The SCF first identifies an initial AoC element which will determine the call tariff immediately following call setup. The SCF also identifies the subsequent AoC element to be applied to the call and a timer switch interval (tsw) defining the time after call set up when the subsequent AoC element is to be brought into use. The SCF then initiates an ApplyCharging (ACH) operation which causes the tsw interval to be sent from the SCF to the SSF. This operation also causes a requestReportTsw parameter (i. e. flag) to be sent to the SSF. This parameter is proposed as a new CAMEL parameter and its purpose will be described below. The SCF then initiate a SendChargingInformation (SCI) operation which causes the initial and a subsequent AoC element to be sent to the SSF.

In the event that the subscriber initiated call is answered, the SSF causes the initial AoC element to be sent to the subscriber's terminal in an ANSWER message. The tsw timer is also started by the SSF. Upon expiry of the timer, the SSF causes a further FACILITY message containing the subsequent AoC element to be sent to the mobile terminal. As a result of the ACH operation carried out by the SCF, expiry of the tsw timer also causes an ApplyChargingReport (ACR) operation to be initiated by the SSF.

The requestReportTsw parameter previously received from the SCF causes a parameter reportTsw to be sent to the SCF from the SSF in the ACR operation. Inclusion of this parameter notifies the SCF that the ACR operation has resulted from expiry of the tsw timer. The SCF initiates further ACH and SCI operations, with the latter causing a new AoC element to be sent to the SSF and the former causing a new tsw interval and a requestReportTsw parameter to be sent to the SSF.

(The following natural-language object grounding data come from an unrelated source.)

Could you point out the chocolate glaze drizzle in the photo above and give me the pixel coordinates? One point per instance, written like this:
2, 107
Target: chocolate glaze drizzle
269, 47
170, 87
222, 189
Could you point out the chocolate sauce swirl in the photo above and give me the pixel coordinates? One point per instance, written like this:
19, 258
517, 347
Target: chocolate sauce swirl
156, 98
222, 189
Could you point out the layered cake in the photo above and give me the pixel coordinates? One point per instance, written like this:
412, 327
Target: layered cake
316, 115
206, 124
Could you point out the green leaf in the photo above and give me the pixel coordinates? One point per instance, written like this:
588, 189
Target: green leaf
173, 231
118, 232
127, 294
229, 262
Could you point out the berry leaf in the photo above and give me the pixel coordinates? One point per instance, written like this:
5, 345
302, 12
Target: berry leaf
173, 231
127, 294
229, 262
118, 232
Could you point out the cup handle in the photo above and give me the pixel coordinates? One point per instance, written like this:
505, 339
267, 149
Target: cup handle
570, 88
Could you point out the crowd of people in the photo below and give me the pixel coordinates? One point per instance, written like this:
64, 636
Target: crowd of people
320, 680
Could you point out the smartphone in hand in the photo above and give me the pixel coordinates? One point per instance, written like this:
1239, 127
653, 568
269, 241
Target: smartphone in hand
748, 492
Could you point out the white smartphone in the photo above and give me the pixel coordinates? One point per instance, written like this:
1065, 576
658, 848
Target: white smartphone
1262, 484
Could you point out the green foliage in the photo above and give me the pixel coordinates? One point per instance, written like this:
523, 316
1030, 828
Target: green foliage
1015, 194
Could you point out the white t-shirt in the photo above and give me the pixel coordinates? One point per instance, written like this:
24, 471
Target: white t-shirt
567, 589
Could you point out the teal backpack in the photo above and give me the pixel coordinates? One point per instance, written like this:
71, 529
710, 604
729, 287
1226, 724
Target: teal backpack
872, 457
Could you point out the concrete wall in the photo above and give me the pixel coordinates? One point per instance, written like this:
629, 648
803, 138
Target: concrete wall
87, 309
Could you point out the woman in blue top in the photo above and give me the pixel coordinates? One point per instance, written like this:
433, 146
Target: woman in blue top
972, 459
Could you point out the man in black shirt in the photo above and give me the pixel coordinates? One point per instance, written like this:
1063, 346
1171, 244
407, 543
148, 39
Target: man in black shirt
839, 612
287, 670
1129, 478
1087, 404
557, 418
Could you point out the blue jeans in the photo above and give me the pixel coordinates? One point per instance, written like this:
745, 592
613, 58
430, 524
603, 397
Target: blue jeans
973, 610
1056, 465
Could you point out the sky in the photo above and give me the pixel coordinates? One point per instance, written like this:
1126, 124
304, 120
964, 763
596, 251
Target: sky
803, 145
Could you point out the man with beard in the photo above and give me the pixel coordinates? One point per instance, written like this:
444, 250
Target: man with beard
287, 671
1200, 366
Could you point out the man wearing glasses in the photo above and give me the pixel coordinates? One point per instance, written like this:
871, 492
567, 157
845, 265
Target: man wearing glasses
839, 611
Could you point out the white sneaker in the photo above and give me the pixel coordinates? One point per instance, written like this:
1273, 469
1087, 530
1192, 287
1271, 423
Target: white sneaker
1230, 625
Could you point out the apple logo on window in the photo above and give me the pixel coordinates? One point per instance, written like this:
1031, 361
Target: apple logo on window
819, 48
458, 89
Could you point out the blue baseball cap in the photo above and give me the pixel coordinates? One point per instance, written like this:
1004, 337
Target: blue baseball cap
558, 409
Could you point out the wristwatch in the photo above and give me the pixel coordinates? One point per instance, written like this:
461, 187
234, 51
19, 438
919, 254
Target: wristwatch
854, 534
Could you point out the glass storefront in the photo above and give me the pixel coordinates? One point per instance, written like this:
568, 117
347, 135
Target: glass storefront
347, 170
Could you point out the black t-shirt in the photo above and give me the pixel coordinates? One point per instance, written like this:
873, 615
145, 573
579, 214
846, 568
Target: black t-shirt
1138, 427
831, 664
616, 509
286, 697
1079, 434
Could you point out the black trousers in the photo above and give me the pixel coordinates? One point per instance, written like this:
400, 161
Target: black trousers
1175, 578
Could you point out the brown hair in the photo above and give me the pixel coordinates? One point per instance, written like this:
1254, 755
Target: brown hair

The process described above is repeated, with a new timer being started and the new AoC element being sent to the mobile terminal upon expiry of the timer. Several new AoC elements and respective tsw intervals may be sent during a given call, until such time as the call is disconnected.

Figure 3 is a flow diagram illustrating the method of managing charging in a mobile network as described above.

An alternative to using a requestReportTsw parameter to trigger the sending of a reportTsw and hence to notify the SCF of the expiry of the tsw timer, is to introduce a new detection point at the SSF. This detection point is referred to here as "DPTswexpired". The DPTswexpired is armed by a RequestReportBCSM (RRB) operation by the SCF and reported to the SCF with an EventReportBCSM (ERB) operation. Expiry of the tsw timer at the SSF will thus be notified to the SCF, which will then know to send the new AoC element and tsw interval to the SSF. The signalling associated with this alternative embodiment of the invention is illustrated in Figure 4.

It will be appreciated by the person of skill in the art that various modifications may be made to the above described embodiments without departing from the scope of the invention.